# Manta Ray Juice Lab - Juice Reviews



## Hooked (12/5/21)

​*
GOLD DIGGER*
*(LOCAL)*

*Flavour Description: *
“Café style juice with churro, java and lashings of delicate caramel.”

*VG/PG: * Unstated
*Nic:* 25mg Nic Salts

*My comments: *

Unfortunately this juice is nothing like the flavour description. It is tasteless, insipid, bland and an utter waste of a coil.

It is so devoid of flavour that I tested it in two different pod devices, just in case there was something amiss with the first one.

@Mantarayvape, it saddens me to say this when you have just launched your first juice range, but it is what it is.

*Would I buy this juice again:* No

Mod: Univapo Miso
Coil: 1.2ohm
Watts: 15W

and

Mod: Smok Nord 2
Coil: 1.4ohm
Watts: 15W

*Coffee Review #182*

Reactions: Like 2 | Informative 2


----------



## Silver (12/5/21)

Ah man, what a pity

Thanks for the info @Hooked 
I feel bad because I originally alerted you to this juice...

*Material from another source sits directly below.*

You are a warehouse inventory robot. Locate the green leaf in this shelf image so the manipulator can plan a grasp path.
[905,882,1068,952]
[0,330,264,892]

@Mantarayvape - Hooked has tried more coffee juices than anyone I know
Don't take her feedback badly - maybe you can use it to improve 

Would be keen to hear what others think too because taste can be very subjective

Reactions: Like 1 | Agree 1


----------



## Hooked (12/5/21)

Silver said:


> Ah man, what a pity
> 
> Thanks for the info @Hooked
> I feel bad because I originally alerted you to this juice...
> ...



Don't feel bad @Silver. I appreciate the fact that you told me about it, as I am always prepared to try another coffee!! 

I agree that it would be great if other people could also review this juice.

Reactions: Like 1


----------